The teams are about to face their first acid test. They have to master five appetizers, five entrees and five deserts. Oh yes, and the restaurant is opening tonight! Each team has its own complete kitchen and it's own half or the restaurant to serve. And this is where Hell's Kitchen veers away from the model of The Apprentice. While "The Donald" usually shows up only to give his little wannabes their assignments then disappears until it's time to find out who won the task and later to do the firing, Ramsay is there all the time and it is a real pressure cooker. It is his reputation at stake and nothing goes out without it meeting his standards. Who be unto anyone who doesn't meet his standards. Or anyone who gets in his way for that matter. In one case a pair of customers who have been waiting an hour for their food come to Ramsay to complain. He drops a rather choice obscenity at them and tells the staff not to talk to "these bimbos". Shortly after, when their friends come up to say that Ramsay has hurt the feelings of one of the women he instructs Jean-Philippe to take these ladies back "to plastic surgery." But it's the apprentice chefs who bear the brunt of Ramsay's ire. When one makes risotto so sticky that he can turn the plate on its side and not have anything slide off he chucks plate and all into the trash. One has his plated lamb chop pushed into his jacket. Finally, after two hours of not being served some of the guests start to leave. Soon after Ramsay closes the kitchen down and tell Jean-Phillipe to ask the patrons who are still there to leave.

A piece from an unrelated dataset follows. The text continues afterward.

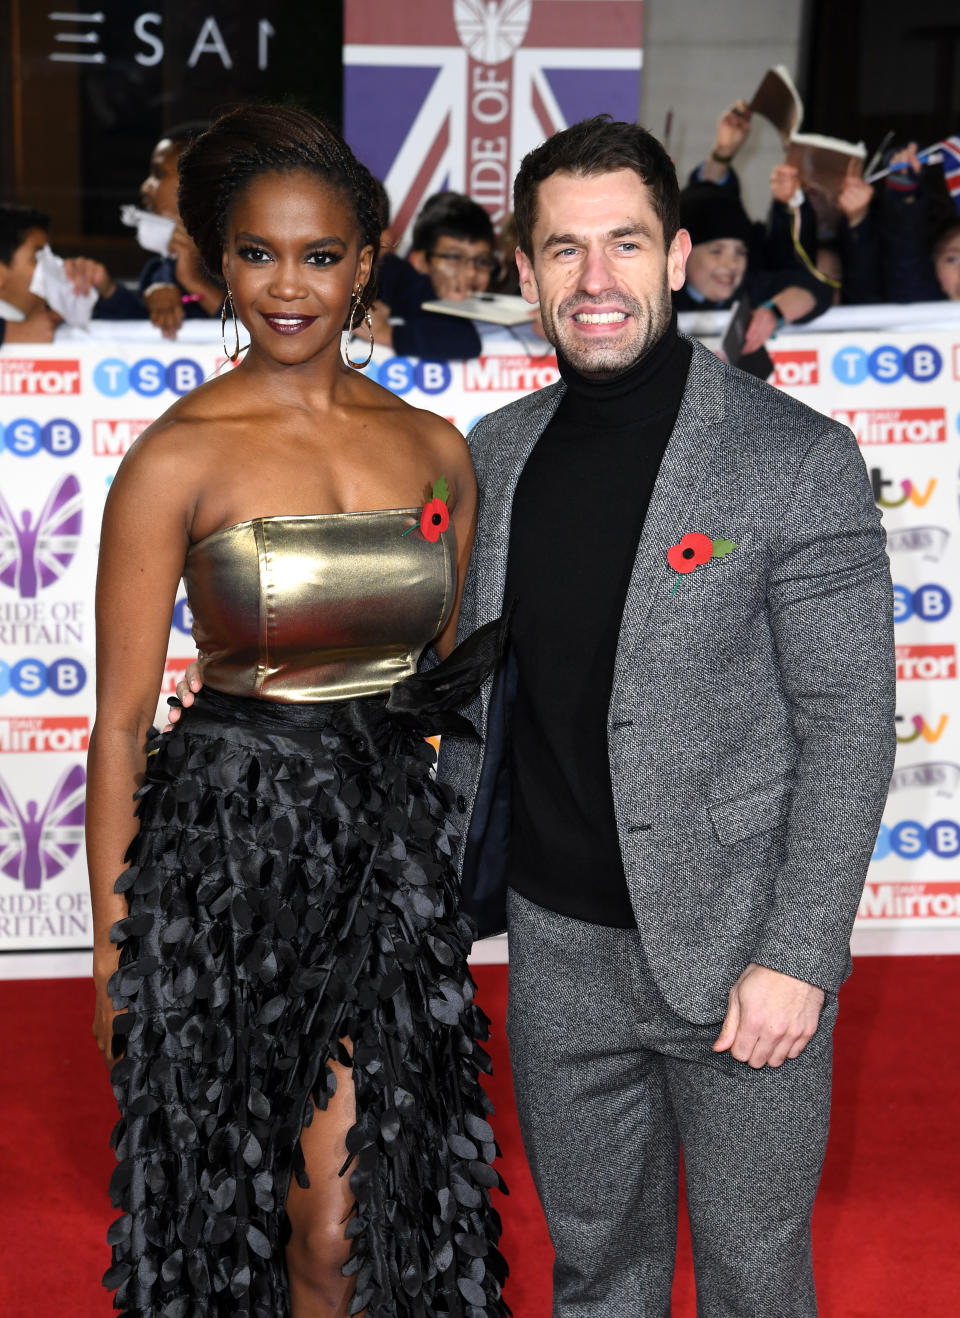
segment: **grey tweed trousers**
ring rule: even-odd
[[[509,894],[507,1033],[554,1318],[669,1318],[683,1149],[697,1318],[814,1318],[832,1030],[752,1070],[667,1005],[632,929]]]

In the postmortem, he tells the tams that their section will be judged by customer reaction cards. They aren't pretty and as Ramsay tells the teams it isn't so much that the Blue Team won, rather they did less horribly than the Red Team. Finding one of the Red Team - the risotto lady - whose food was actually edible after the first error to be the least bad on the team he gives her 30 minutes to select two team members for Ramsay to consider firing. The one that he does fire - a woman desert chef who hadn't really pitched in to work with her team - is sent packing, her chef's jacket impaled on a meat hook.

Hell's Kitchen is so *bleep*ing derivative of The Apprentice that it could actually be sued for plagiarism if others hadn't already done the same schtick, and would certainly be unwatchable if it weren't for Gordon Ramsay. One contestant compares Ramsay to Simon Cowell from American Idol. It's a comparison that is about as apt as comparing Rhode Island with Texas. Ramsay and Cowell are both Brits who can be insulting, like Rhode Island and Texas are both states. That's where the comparison ends. Ramsay is driven into rages. He is a perfectionist with his people and there is a quintessential reason for it: it is HIS reputation that is on the line; HIS name is on the restaurant, no one else's, certainly not the 12 - now 11 - wannabe chefs. Simon Cowell doesn't have that. In reality Donald Trump doesn't have that; the people if Trump's apprentices screw up a task it isn't going to make Turmp look any worse to the people he sends them out to. But if the food at Ramsay's restaurant isn't good, it is Ramsay who is going to be hurt. I have to give this show a mild recommendation simply because of Gordon Ramsay's rage and passion.